The temptation for many producers is to increase herd numbers to maintain output as land condition and animal performance deteriorates, but this only deepens the problem.

Overstocking depletes perennial, productive and palatable pasture species (known as 3P grasses), undermines nutrition and reduces fuel loads which limits the effectiveness of fire management, thereby accelerating timber thickening.

“The continuous pressure of overstocking is a false economy. Producers might think they’re maintaining output by adding more animals, but they are undermining the fundamental resource their business relies on, the land,” DPI principal extension officer (beef) Niilo Gobius said.

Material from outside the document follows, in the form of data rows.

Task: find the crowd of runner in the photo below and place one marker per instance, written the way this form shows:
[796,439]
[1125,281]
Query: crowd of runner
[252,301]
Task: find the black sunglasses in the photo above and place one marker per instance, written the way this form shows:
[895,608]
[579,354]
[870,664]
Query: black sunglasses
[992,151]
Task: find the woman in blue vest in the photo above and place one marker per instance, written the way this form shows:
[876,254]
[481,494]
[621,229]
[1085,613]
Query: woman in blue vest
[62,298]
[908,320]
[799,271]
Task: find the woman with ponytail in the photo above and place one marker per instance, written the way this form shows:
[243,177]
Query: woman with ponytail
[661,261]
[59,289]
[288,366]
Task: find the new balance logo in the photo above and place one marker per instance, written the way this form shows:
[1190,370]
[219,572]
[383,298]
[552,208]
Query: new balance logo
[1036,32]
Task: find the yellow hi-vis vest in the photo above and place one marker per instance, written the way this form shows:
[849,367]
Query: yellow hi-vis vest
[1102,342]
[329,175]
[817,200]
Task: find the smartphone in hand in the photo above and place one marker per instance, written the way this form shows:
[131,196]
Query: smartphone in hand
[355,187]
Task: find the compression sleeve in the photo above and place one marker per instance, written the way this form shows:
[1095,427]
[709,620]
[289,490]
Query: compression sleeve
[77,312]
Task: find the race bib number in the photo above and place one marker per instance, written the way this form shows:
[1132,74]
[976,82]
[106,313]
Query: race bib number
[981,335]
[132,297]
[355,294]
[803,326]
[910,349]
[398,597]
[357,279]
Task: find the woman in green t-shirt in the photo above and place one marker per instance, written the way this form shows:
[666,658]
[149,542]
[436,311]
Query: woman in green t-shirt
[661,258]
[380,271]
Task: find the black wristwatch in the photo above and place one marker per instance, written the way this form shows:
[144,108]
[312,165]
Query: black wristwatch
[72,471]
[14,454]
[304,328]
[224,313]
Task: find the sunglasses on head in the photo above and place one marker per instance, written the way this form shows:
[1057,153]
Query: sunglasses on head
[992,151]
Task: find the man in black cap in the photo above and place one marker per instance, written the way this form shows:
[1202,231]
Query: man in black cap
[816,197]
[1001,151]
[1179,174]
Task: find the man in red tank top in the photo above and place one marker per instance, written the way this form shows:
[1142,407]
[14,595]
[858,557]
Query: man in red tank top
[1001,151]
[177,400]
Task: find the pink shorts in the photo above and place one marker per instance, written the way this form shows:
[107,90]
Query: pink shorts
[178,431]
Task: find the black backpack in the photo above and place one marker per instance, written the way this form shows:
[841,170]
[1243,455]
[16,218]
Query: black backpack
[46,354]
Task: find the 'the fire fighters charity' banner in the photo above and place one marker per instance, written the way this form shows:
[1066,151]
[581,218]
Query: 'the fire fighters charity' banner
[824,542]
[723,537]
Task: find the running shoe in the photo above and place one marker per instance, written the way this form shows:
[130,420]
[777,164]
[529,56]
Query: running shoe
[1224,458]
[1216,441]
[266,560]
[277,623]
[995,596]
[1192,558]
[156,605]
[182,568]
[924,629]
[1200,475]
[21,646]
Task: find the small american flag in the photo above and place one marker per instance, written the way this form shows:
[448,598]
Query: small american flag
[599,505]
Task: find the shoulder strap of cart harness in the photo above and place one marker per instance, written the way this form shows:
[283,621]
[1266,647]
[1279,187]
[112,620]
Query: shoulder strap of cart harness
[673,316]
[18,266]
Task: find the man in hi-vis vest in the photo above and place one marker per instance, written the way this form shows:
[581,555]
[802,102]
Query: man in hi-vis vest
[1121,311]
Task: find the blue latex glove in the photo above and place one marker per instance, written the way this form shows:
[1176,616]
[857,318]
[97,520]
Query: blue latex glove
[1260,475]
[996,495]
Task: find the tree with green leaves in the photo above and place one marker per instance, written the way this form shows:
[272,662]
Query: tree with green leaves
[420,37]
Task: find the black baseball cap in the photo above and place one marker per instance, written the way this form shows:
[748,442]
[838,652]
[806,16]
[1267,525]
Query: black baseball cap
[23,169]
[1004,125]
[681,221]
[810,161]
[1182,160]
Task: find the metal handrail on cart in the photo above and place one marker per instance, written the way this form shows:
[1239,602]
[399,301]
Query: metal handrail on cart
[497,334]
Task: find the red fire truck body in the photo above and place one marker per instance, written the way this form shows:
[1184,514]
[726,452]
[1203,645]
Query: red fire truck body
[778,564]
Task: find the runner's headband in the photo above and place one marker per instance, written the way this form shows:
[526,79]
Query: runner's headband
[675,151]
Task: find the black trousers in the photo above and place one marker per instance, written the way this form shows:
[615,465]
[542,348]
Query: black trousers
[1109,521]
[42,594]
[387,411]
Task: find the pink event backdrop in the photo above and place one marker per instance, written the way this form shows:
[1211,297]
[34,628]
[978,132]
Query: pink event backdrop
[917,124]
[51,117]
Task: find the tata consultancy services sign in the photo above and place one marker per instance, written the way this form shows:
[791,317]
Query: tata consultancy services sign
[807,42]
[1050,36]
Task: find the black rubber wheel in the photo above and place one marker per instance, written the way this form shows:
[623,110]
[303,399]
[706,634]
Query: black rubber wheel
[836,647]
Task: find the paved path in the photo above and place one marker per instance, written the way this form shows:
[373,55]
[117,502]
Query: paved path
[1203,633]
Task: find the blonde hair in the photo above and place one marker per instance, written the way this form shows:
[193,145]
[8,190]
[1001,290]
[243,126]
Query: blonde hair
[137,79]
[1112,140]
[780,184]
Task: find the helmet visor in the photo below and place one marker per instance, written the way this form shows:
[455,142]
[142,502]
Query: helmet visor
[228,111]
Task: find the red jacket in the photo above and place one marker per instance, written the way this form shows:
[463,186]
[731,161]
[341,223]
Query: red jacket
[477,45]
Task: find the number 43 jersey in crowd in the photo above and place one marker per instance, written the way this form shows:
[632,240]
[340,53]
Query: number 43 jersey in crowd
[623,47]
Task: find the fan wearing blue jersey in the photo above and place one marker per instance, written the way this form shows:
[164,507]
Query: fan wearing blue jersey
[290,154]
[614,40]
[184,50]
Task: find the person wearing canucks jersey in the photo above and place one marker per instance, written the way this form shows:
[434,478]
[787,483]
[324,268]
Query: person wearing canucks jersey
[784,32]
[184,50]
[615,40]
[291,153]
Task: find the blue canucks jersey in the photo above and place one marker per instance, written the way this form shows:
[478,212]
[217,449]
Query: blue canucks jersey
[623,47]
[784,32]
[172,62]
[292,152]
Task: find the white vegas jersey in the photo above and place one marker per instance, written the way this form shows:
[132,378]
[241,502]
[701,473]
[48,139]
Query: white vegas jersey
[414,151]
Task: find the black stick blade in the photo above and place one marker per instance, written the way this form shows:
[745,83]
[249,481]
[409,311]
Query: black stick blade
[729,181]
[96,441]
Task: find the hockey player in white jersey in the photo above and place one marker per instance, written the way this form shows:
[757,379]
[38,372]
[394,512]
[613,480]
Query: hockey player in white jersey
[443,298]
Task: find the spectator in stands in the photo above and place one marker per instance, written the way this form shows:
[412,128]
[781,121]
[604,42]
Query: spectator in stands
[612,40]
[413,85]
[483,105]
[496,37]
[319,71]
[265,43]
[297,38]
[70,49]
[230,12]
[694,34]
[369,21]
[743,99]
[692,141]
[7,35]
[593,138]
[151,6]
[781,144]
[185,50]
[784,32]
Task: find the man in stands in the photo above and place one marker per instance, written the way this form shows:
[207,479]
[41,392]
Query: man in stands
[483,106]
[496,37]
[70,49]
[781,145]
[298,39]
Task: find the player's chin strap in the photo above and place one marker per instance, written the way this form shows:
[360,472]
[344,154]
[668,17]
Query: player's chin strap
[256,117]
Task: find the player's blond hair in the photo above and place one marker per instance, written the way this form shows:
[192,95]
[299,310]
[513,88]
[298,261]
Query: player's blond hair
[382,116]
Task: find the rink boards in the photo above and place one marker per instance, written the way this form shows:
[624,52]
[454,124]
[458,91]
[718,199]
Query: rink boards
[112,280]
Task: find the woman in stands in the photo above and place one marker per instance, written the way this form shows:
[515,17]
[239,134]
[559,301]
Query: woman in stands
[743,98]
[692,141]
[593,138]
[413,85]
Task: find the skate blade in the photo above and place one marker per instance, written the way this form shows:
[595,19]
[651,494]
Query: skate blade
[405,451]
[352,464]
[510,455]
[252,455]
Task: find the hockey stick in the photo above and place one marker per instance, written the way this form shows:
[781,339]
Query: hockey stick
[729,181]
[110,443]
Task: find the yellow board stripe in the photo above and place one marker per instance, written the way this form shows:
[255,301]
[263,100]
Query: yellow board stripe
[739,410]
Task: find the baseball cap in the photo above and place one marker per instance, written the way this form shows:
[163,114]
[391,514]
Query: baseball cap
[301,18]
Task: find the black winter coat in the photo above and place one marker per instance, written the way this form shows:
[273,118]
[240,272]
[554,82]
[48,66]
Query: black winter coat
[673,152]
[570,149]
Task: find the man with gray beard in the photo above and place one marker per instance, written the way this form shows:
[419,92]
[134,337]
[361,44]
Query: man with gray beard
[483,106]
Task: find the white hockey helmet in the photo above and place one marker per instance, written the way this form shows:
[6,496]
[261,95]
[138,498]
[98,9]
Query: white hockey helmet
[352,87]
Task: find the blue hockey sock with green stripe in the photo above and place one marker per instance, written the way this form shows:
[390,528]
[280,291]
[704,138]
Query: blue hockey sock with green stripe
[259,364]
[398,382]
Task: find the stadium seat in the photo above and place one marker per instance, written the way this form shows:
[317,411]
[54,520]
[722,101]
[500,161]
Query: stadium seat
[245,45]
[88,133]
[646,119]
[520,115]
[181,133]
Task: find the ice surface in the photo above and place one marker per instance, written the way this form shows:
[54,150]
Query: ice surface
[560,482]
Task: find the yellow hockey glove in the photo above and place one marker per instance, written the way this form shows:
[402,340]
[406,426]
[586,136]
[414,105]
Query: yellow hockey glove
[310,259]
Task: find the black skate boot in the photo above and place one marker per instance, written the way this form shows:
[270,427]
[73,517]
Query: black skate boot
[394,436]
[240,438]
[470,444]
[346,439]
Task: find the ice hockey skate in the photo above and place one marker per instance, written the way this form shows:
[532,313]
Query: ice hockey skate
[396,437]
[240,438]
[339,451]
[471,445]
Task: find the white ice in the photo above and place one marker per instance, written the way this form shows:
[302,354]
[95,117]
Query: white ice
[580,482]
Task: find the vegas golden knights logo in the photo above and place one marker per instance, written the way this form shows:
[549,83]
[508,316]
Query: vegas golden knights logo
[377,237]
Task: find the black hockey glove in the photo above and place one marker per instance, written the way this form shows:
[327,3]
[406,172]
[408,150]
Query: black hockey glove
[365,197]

Recent on-ground land condition assessments across 260 sites show that since 2004, carrying capacity at those sites has dropped by 15 per cent (from 75pc of original carrying capacity to 60pc).

By 2023, 92pc of monitoring sites were discounted for timber thickening and pasture composition, the factors most responsible for lost carrying capacity.

A smarter path to profitability

The Australian Beef Report and case studies from successful producers make the business case clear: key performance indicators like kilograms of beef per adult equivalent (kg beef/AE), reproductive efficiency, turnoff weights and low mortality rates drive profitability, but all hinge on good nutrition. And good nutrition throughout and across years comes from land in good condition.

“We need to stop thinking about carrying the highest number of head and start focusing on achieving the best performance per animal,” Mr Gobius said.

“Good nutrition drives higher weaning rates and better turnoff weights, and that only happens when the land is in good shape.”

So, what does good management look like? Leading producers are:

  • matching stocking rates to carrying capacity
  • using wet season spelling and giving pasture rest
  • managing woody vegetation with fire
  • implementing targeted supplementation and crossbreeding programs
  • keeping detailed records and culling non-performers.

These strategies lead to healthier herds and healthier land and that means better liveweight gains, higher weaning rates and improved business resilience.

Looking ahead

It’s up to industry to lead change, supported by extension networks. If grazing practices don’t adapt, land condition will continue to degrade.

“Recovery can take decades, so we need to start now. By embracing the principle of ‘less is more’ and focusing on per-animal performance in an optimised herd, northern beef producers can build more profitable, resilient and sustainable businesses,” Mr Gobius said.